I had the day off so Mrs. Gus and I decided to go shopping. We had been thinking of getting an island for the kitchen. We jumped in the car (Dukes of Hazzard style) and headed down to a store that is better left unnamed. All I will say about this store is that it comes from Sweden and you build the things you buy from it.
Now I am not a great shopper on my best days but it was Monday morning, who the hell is shopping on a Monday morning? I had this one in the bag. Mrs. Gus would be happy, that makes me happy, you know the old saying “happy wife, happy life”. It was shaping up to be a great day.
I got the first nibbling in my belly when we got to the parking lot. It had been many a years since I had been to this store, I had forgotten just how immense it was. There must have been 300 or 4oo cars in the parking lot, we are talking 11 a.m. on a Monday. My wife turns to me and says “Oh look, there’s almost no one here.”
All of the sudden the memories come flooding back. Oh ya, I hate this place!! I hate it cause it’s a giant maze that once you get in, you can’t get out of.
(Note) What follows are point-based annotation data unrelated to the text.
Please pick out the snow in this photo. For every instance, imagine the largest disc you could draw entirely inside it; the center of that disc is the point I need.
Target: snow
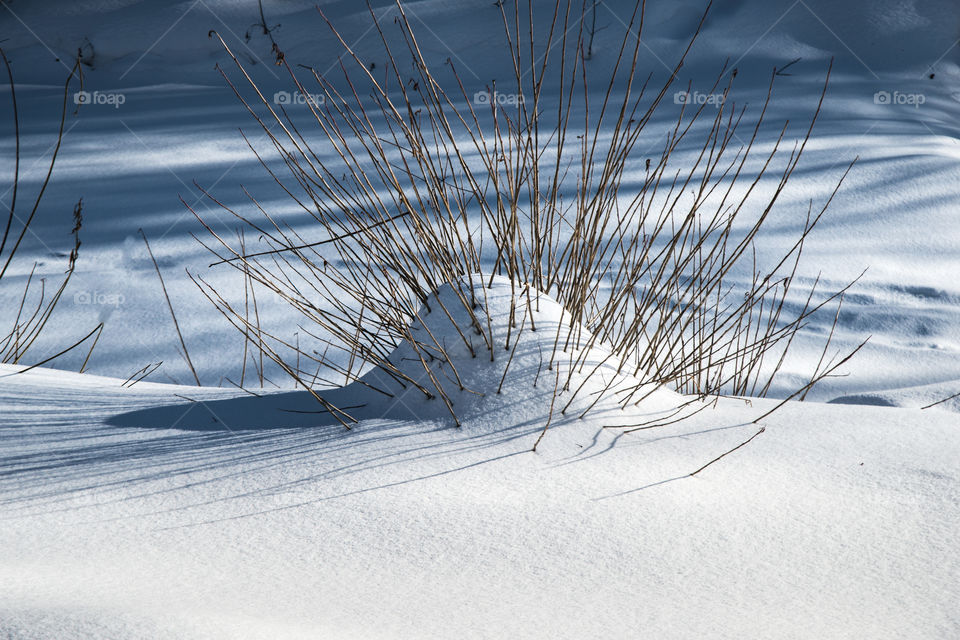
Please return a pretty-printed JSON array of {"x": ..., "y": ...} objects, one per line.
[
  {"x": 836, "y": 521},
  {"x": 160, "y": 510}
]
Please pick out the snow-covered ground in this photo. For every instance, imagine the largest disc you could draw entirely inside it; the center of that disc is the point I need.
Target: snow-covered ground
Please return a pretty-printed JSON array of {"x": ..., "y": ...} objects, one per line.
[{"x": 159, "y": 510}]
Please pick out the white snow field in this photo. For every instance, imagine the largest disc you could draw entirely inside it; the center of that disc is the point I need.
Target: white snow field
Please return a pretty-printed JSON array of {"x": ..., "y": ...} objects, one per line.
[{"x": 155, "y": 509}]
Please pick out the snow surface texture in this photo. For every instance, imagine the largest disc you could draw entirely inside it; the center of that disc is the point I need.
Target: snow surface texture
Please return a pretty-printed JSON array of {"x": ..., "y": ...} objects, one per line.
[
  {"x": 168, "y": 511},
  {"x": 837, "y": 521},
  {"x": 895, "y": 216}
]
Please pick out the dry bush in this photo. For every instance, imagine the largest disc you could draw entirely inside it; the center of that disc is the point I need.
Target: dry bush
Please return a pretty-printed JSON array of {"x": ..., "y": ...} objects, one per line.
[
  {"x": 417, "y": 187},
  {"x": 37, "y": 301}
]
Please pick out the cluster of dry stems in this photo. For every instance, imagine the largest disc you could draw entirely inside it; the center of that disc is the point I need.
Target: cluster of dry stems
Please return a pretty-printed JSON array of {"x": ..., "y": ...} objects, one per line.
[{"x": 413, "y": 186}]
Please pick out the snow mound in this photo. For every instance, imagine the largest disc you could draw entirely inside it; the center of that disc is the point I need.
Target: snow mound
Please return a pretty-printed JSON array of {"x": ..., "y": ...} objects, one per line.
[
  {"x": 489, "y": 351},
  {"x": 542, "y": 368}
]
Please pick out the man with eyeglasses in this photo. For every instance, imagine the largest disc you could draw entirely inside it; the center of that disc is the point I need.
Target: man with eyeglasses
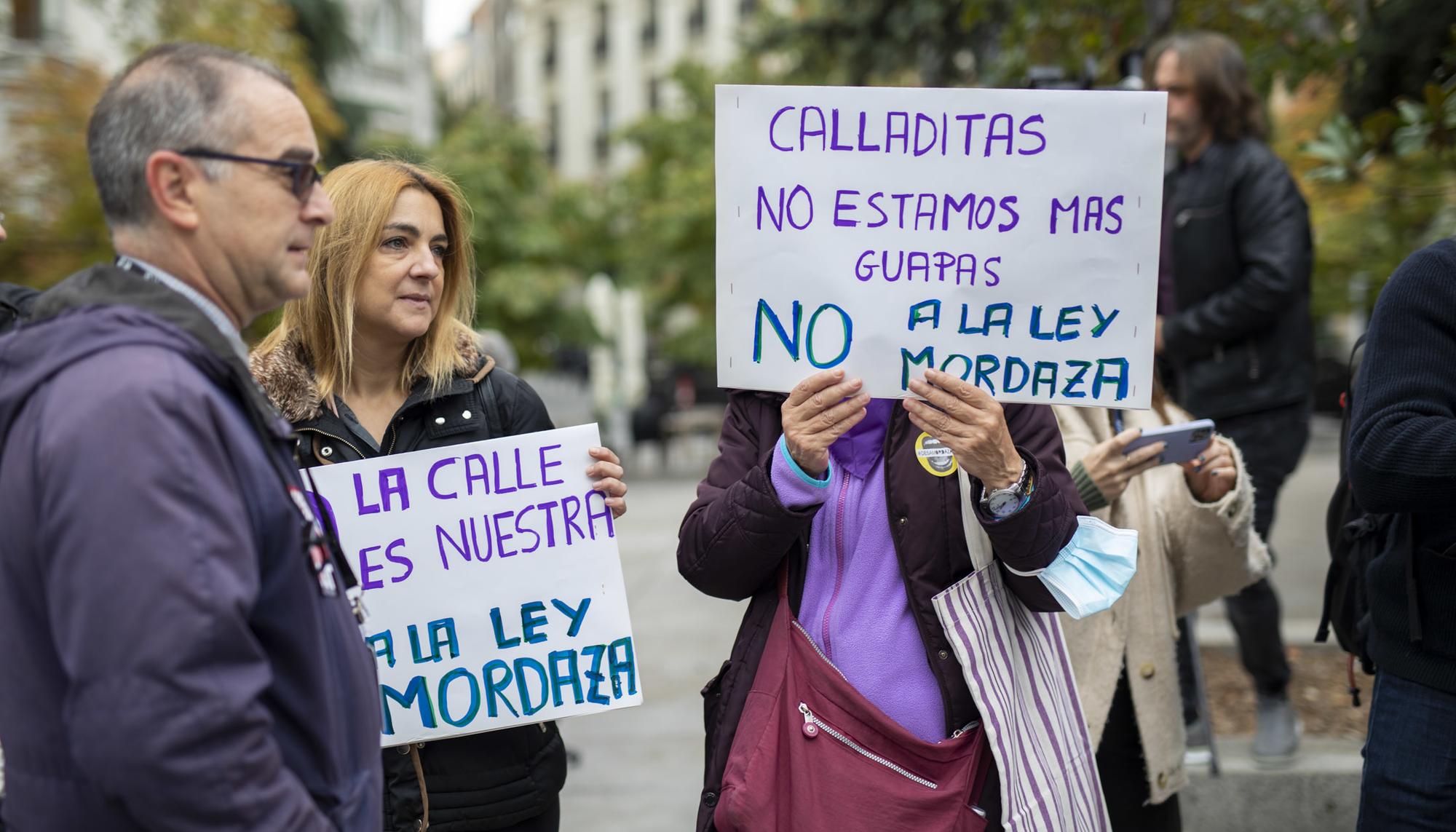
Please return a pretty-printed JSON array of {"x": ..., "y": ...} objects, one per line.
[{"x": 183, "y": 648}]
I hate this place because you can never seem to find anyone to help you, and anyone you do find is not in their department. “Can you help me please?” “Oh sorry this is not my department.” Then why are they there? That’s why you can’t find anyone, they are all in someone else’s department. I overcome my initial reaction to put the peddle to the metal and blow right by the joint. I smile and nod to Mrs. Gus, “Yup, almost no one here.”
Twenty minutes later we have found what we came for. I have talked my wife out of buying the $500 dollar one and to settle for the $200 island, things are good. We grab the label off the island and start looking for someone to help us.
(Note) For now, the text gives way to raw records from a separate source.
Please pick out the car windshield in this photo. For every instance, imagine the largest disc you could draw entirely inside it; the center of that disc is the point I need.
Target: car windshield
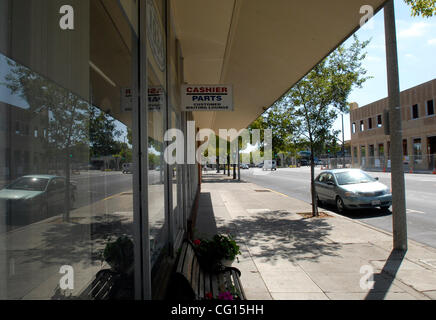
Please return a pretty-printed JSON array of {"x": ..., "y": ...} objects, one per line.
[
  {"x": 29, "y": 184},
  {"x": 353, "y": 177}
]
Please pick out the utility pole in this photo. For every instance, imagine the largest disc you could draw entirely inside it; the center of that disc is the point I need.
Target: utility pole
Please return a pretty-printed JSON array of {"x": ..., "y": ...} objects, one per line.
[
  {"x": 343, "y": 142},
  {"x": 397, "y": 174}
]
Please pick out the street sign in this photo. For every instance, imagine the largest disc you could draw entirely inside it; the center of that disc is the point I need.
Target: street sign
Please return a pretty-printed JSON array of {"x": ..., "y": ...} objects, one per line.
[{"x": 207, "y": 98}]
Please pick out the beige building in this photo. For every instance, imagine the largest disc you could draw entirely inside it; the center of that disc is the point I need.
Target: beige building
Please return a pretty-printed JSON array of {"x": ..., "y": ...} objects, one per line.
[{"x": 369, "y": 144}]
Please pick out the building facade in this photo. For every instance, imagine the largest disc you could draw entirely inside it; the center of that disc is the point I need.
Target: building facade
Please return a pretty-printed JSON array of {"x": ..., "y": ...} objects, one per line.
[
  {"x": 371, "y": 146},
  {"x": 102, "y": 79}
]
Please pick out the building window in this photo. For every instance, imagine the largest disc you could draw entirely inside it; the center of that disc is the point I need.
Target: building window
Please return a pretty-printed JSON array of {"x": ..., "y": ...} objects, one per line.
[
  {"x": 430, "y": 108},
  {"x": 415, "y": 112},
  {"x": 379, "y": 121},
  {"x": 405, "y": 147},
  {"x": 417, "y": 149}
]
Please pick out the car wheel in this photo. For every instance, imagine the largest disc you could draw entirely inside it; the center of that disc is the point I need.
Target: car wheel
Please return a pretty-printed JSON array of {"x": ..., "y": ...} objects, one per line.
[
  {"x": 340, "y": 205},
  {"x": 318, "y": 202},
  {"x": 44, "y": 211}
]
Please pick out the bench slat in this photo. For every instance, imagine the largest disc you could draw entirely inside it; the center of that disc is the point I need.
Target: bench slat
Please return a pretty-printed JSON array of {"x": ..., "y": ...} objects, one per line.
[
  {"x": 195, "y": 277},
  {"x": 187, "y": 266},
  {"x": 182, "y": 257},
  {"x": 214, "y": 285},
  {"x": 207, "y": 287},
  {"x": 203, "y": 282}
]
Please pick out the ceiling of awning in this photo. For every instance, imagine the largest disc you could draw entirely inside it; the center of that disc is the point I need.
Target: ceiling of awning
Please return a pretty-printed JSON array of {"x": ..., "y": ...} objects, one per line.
[{"x": 260, "y": 47}]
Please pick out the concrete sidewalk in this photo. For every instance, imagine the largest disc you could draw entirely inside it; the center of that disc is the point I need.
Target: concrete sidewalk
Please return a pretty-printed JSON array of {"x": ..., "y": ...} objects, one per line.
[{"x": 286, "y": 256}]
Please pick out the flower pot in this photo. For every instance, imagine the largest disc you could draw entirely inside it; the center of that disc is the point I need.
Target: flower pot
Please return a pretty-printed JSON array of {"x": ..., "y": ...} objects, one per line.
[{"x": 227, "y": 263}]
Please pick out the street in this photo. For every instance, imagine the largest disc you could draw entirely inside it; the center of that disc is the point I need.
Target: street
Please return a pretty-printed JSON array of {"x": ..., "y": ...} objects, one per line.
[{"x": 420, "y": 198}]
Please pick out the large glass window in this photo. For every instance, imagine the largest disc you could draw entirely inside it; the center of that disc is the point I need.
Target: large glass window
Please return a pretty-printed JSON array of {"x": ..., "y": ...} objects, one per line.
[
  {"x": 65, "y": 140},
  {"x": 157, "y": 125},
  {"x": 417, "y": 149}
]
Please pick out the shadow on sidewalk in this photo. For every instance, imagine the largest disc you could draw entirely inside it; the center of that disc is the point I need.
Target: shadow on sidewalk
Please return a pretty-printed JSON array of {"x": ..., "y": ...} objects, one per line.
[
  {"x": 384, "y": 280},
  {"x": 219, "y": 178},
  {"x": 271, "y": 235}
]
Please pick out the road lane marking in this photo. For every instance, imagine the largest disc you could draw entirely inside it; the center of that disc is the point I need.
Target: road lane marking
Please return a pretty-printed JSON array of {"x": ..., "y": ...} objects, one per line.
[
  {"x": 414, "y": 211},
  {"x": 282, "y": 194}
]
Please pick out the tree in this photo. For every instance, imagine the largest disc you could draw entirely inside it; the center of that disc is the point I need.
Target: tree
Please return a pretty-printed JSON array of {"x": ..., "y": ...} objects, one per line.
[
  {"x": 426, "y": 8},
  {"x": 282, "y": 126},
  {"x": 102, "y": 134},
  {"x": 66, "y": 114},
  {"x": 315, "y": 101}
]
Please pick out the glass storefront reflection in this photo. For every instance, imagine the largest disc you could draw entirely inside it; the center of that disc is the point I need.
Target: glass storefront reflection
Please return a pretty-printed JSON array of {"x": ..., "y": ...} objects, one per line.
[{"x": 63, "y": 145}]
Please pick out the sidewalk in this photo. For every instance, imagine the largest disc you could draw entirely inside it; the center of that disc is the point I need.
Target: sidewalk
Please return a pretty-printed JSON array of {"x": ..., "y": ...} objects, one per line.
[{"x": 286, "y": 256}]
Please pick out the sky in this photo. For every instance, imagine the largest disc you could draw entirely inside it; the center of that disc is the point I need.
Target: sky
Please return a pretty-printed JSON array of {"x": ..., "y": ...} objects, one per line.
[{"x": 416, "y": 40}]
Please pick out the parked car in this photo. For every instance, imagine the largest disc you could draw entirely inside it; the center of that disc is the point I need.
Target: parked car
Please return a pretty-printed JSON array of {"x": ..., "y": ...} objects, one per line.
[
  {"x": 35, "y": 197},
  {"x": 352, "y": 189},
  {"x": 270, "y": 165},
  {"x": 304, "y": 162}
]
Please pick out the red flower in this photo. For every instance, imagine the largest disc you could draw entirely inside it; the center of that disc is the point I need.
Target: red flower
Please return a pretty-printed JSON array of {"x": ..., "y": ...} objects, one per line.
[{"x": 225, "y": 296}]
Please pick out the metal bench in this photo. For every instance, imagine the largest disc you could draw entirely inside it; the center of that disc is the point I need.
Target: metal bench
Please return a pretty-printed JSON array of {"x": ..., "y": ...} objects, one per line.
[
  {"x": 109, "y": 285},
  {"x": 193, "y": 282}
]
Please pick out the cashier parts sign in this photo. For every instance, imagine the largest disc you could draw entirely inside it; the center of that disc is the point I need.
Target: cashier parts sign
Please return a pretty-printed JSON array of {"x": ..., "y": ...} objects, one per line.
[{"x": 207, "y": 98}]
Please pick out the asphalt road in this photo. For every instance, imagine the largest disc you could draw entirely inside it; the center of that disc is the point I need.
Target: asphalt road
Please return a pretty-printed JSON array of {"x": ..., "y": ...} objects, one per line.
[{"x": 420, "y": 199}]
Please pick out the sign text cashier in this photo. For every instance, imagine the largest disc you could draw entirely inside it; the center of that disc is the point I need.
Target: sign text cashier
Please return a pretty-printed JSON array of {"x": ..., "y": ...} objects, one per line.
[{"x": 207, "y": 98}]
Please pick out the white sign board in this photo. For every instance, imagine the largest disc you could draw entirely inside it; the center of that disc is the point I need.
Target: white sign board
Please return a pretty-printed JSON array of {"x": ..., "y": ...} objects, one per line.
[
  {"x": 207, "y": 98},
  {"x": 126, "y": 99},
  {"x": 156, "y": 98}
]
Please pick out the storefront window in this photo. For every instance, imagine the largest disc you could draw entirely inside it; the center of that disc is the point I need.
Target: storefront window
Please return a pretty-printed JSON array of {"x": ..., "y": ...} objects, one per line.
[
  {"x": 157, "y": 125},
  {"x": 65, "y": 142}
]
For those of you who are not familiar with the process of this store, here is how it works. You go in and you grab a little piece of paper with a little pencil that is provided by said store. Now’ you find what you want, you write it on the paper, away you go. We have done the unthinkable, we have actually taken the piece of paper that explains what the piece of furniture is, off of the piece. When we finally find someone who works at ik…. the store, they see this piece of paper in our hand, their jaw drops open and all of the color drains from their face. “OMG you took this off of the island?”. Holy shit I expect sirens to go off and lights to flash. I am so so sorry, what was I thinking? How could I have known? I will put it back right away, can you help me?? Please!! “Sorry, that’s not my department”.
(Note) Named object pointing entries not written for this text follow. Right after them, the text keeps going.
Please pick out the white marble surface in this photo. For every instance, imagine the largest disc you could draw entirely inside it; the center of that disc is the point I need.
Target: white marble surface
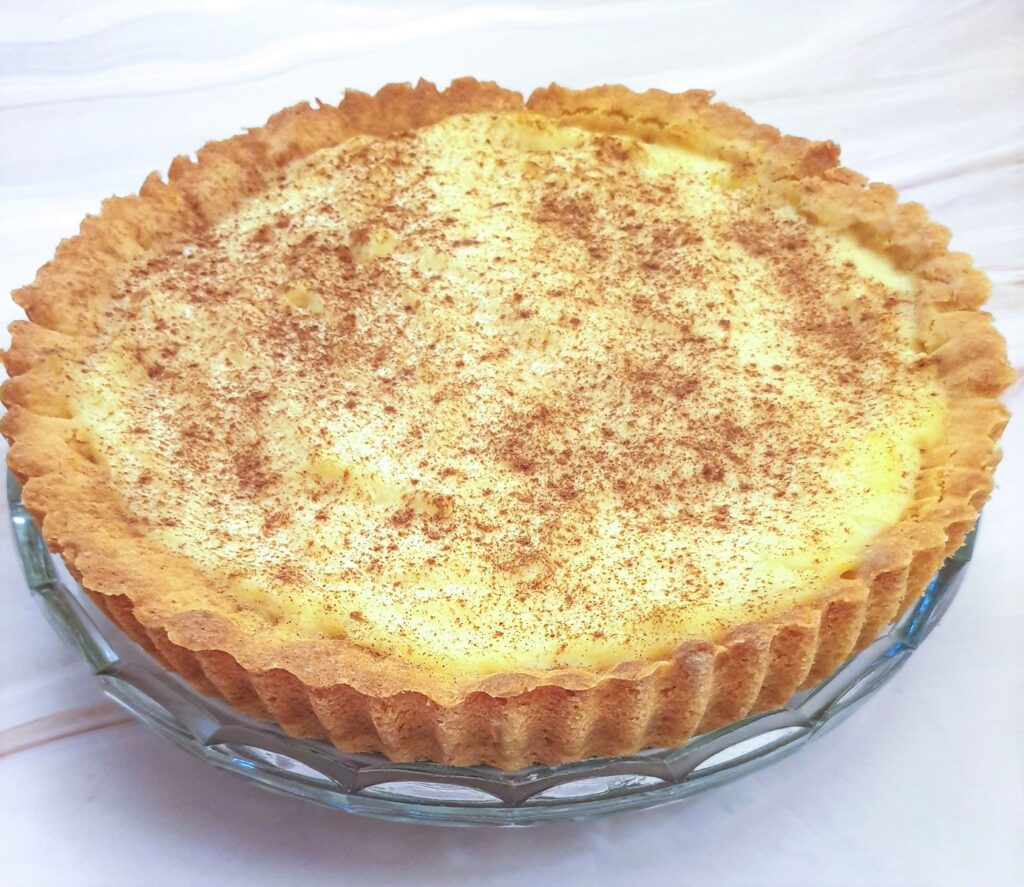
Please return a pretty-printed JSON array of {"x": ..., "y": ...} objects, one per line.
[{"x": 925, "y": 785}]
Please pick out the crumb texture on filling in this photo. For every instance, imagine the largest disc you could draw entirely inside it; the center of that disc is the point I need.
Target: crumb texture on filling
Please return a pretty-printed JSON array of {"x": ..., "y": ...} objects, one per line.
[{"x": 503, "y": 394}]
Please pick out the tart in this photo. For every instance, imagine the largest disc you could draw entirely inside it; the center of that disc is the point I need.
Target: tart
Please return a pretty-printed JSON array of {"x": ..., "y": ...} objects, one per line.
[{"x": 460, "y": 428}]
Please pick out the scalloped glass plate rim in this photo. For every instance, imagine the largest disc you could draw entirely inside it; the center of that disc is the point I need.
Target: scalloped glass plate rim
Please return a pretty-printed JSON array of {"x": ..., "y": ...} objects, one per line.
[{"x": 422, "y": 792}]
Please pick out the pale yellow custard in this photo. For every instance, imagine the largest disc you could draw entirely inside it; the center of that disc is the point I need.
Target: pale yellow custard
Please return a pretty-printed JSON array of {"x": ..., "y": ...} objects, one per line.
[{"x": 500, "y": 394}]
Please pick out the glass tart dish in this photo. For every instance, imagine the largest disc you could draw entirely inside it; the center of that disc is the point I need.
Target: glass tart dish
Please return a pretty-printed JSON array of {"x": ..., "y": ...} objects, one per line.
[
  {"x": 424, "y": 792},
  {"x": 459, "y": 428}
]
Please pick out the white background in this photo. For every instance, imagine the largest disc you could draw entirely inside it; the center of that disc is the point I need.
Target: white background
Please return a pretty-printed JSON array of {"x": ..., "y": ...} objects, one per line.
[{"x": 924, "y": 785}]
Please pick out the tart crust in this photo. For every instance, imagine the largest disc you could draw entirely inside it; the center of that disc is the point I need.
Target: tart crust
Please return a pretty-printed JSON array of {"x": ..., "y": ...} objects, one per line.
[{"x": 363, "y": 703}]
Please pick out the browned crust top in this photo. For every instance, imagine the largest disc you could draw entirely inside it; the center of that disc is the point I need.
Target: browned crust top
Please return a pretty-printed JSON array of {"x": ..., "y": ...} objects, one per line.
[{"x": 74, "y": 295}]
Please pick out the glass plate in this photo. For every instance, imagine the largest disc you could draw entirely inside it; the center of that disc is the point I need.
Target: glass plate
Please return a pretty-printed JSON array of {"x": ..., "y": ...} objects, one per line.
[{"x": 372, "y": 786}]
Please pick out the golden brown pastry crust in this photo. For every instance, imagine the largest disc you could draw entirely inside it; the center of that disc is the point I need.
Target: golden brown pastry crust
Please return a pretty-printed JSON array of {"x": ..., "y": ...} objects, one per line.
[{"x": 325, "y": 687}]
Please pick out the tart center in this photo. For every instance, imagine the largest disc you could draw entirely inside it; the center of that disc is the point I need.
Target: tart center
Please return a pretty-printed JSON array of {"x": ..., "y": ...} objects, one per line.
[{"x": 505, "y": 394}]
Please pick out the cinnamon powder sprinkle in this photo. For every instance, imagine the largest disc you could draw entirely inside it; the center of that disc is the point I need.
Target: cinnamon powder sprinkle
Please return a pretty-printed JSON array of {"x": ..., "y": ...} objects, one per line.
[{"x": 562, "y": 386}]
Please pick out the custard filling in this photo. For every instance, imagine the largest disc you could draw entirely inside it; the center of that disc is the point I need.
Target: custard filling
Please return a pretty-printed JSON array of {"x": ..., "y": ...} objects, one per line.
[{"x": 501, "y": 394}]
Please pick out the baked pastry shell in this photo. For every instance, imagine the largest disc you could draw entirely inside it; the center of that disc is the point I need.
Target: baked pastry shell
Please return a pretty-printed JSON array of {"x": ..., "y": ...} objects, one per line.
[{"x": 364, "y": 702}]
We finally get over the paper and pencil incident (by the skin of our teeth I might add), and now we head to the self serve place where you get your box of shit that you have to put together when you get home. Here is the thing, there are signs all over that point to the way out but they don’t make sense. There is no straight line in this place! The signs send back on your own trail, in and out of room after room of beds and tables and counters an appliances until you believe you will actually loose your mind. It’s like a trek through the desert. You sweat, you trudge, then you begin to cry a little and just as you think, I have to lie down, I give up, let the Swedish Gods take me! You find the promised land. Miracle of miracles, we have made it to the alleys where they keep the boxes.
Buy now I have pretty much had it, I’m no longer the happy go lucky Gus that walked into the store an hour and a half ago. And Mrs. Gus is pretty much fed up with me. We have found the alleys but there is no indication of any kind of what’s in them. Looks like you just walk up and down the alleys, looking for your box out of the millions of other boxes on the shelves. It’s chaos!
The rest of the trip is pretty much a blur. The next thing I remember is stumbling around a parking lot looking for our car. Best part of the trip? Seeing ik…. a furniture store’s sign in my rear view mirror.
Building the island is a story for a different day.